The rest of the team were there, all reporting that there had been no other damage done anywhere.

‘The main lab’s all right as far as I can tell,’ DC Morley said. ‘If you’d just come and take a dekko, Dr B., and tell us for sure?’

‘Of course.’ She escaped gladly, feeling positively guilty because she hadn’t protected her files on a computer, if only to make life easy for Gus now. But why should she? It made no sense …

It wasn’t until she’d taken a look at the main lab and reported that, indeed, nothing had been disturbed, and done the same down in the mortuary with Mike Urquhart, that she remembered. And came belting up the stairs from the basement calling for Gus at the top of her voice.

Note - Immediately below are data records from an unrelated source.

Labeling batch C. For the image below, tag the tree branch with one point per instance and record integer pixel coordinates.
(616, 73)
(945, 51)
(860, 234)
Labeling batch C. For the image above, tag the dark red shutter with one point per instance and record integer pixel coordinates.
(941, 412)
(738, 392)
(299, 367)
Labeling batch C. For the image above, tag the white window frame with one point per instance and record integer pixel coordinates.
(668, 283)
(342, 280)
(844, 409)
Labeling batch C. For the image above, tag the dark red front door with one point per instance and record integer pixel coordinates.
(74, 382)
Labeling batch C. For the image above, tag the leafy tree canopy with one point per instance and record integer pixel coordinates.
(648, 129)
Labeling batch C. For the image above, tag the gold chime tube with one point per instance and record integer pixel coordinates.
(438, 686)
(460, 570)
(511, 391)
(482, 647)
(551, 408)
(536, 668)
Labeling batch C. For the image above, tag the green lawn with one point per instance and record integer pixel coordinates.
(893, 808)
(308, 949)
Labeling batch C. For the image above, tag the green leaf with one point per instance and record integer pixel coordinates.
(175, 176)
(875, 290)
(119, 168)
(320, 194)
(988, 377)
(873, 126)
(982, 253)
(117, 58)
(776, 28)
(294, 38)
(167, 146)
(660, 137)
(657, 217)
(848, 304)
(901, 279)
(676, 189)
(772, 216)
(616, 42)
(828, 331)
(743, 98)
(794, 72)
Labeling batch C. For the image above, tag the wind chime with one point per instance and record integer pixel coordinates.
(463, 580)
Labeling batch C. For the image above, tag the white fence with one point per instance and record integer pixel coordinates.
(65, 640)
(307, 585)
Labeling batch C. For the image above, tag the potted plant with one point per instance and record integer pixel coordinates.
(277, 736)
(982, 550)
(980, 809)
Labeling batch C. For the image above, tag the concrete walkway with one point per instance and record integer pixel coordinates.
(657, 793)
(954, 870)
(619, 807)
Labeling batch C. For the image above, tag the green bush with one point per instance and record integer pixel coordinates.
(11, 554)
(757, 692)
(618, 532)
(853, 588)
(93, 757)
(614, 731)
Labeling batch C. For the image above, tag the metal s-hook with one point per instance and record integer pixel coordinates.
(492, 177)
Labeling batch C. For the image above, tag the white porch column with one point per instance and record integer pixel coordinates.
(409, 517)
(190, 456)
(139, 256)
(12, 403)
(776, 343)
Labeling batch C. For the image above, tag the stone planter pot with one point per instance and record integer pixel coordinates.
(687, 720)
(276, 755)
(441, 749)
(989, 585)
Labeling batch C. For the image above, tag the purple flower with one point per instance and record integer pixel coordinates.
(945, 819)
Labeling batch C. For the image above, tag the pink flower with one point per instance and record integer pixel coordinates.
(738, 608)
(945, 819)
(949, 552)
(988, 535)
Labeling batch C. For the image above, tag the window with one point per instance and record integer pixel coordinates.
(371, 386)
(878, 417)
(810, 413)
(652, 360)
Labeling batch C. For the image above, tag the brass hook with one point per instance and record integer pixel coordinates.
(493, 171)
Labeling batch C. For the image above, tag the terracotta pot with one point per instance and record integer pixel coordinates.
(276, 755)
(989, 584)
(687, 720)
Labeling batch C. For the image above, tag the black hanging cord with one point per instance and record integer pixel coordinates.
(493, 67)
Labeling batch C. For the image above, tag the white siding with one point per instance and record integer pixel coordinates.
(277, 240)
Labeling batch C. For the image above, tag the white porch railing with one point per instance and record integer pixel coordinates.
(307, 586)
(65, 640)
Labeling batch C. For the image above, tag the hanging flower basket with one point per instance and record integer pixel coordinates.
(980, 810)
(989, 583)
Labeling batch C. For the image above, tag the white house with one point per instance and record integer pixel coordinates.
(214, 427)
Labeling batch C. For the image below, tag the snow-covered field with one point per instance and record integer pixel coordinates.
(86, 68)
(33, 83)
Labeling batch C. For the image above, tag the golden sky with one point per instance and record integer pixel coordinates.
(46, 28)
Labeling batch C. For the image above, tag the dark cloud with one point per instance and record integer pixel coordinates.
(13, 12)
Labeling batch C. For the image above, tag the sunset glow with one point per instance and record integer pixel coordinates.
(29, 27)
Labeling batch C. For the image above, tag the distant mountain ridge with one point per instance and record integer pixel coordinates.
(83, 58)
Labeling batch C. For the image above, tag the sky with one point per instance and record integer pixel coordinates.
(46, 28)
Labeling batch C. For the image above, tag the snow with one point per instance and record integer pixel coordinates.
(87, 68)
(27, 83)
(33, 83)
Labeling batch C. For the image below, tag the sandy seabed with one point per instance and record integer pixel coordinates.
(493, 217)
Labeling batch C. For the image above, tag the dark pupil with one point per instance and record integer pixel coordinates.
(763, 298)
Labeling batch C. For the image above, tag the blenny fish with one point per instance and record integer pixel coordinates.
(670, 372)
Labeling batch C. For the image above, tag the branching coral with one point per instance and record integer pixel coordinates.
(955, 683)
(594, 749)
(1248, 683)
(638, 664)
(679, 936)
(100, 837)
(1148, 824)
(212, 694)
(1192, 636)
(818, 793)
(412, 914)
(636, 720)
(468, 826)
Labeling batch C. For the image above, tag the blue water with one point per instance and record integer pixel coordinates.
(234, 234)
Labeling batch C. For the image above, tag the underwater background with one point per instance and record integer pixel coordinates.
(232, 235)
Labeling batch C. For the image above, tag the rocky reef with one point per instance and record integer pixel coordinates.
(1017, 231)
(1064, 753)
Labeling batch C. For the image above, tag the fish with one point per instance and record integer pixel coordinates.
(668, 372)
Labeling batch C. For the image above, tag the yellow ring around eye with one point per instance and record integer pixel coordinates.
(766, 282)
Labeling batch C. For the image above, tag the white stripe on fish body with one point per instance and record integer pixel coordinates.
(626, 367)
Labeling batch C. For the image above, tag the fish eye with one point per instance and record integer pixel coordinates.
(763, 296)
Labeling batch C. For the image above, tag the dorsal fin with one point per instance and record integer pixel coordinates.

‘Gus!’ she called. ‘Hey, Gus! I’d forgotten, dammit. It comes from getting up in such a hurry so early. Listen, last night…’

‘Yeah?’ He looked at her hopefully.

‘Well, last night, I was looking for notes as well. I was in here late, and I took away one set that I was interested in. I didn’t feel up to going through it here, so I took it home. So that’s one we haven’t lost.’

‘So what? I mean, does that help us to know what he
was
after? What you might have lost?’

‘Well,’ she said, ‘I just thought that it might. You see, it was the notes for Lally Lamark’s post-mortem. She was one of those three we dealt with last week. The suspected suicide, remember? Maybe if we look for the other two files, we’ll get some idea? I mean, if they’re missing …’

‘If they’re missing, then we may indeed have one end of a piece of string in our hands,’ he said. He grinned suddenly, carving his face into agreeable crags. ‘Listen, George, the minute SOCO finishes here, we’ll get down to the search, right? And I’ll tell you what. I’ll help you.’

‘I was afraid of that,’ she said.

13

          

Despite his offer of help with the files, in the event Gus had to go back to Ratcliffe Street and leave her to it The SOCO left her office a little before nine, gloomily telling everyone that they shouldn’t get too hopeful on account he’d seen some messed-up prints in his time but this was really ridiculous.

George had been a tad affronted at that. ‘Well, what do you expect? I dare say my office is a bit on the undusted and unpolished side, but that’s because we’ve got more important things to do here than housework. People’s fingerprints would pile up. But you shouldn’t jump to conclusions. I’m pretty well the only person who uses that cabinet so you ought to be able to find something you can work on if you look properly.’

‘It’s not that easy when they’re umpteen layers deep,’ he muttered as he went off.

Gus grinned at her. ‘Don’t be too offended, doll. He’s always like that: a real misery. Anyway, I didn’t expect to get much from prints. Something tells me this isn’t a professional job, which means we won’t have the prints on file. It’s an enthusiastic amateur who made that mess.’

As George, only partly mollified, settled down on her haunches to start the sorting, the phone rang. Gus took it. The call was for him and he listened, grunted, spoke in a few monosyllables, said, ‘I’m on my way,’ and hung up.

‘I knew it,’ she said. ‘Left to do it on my own again.’ But she didn’t really mind. To have Gus around helping with this job might be more trouble than assistance; she had her filing system clear in her own head, but having to explain it in all its labyrinthine detail was more than she fancied doing. He’d probably jeer at it anyway. So she smiled at him happily enough.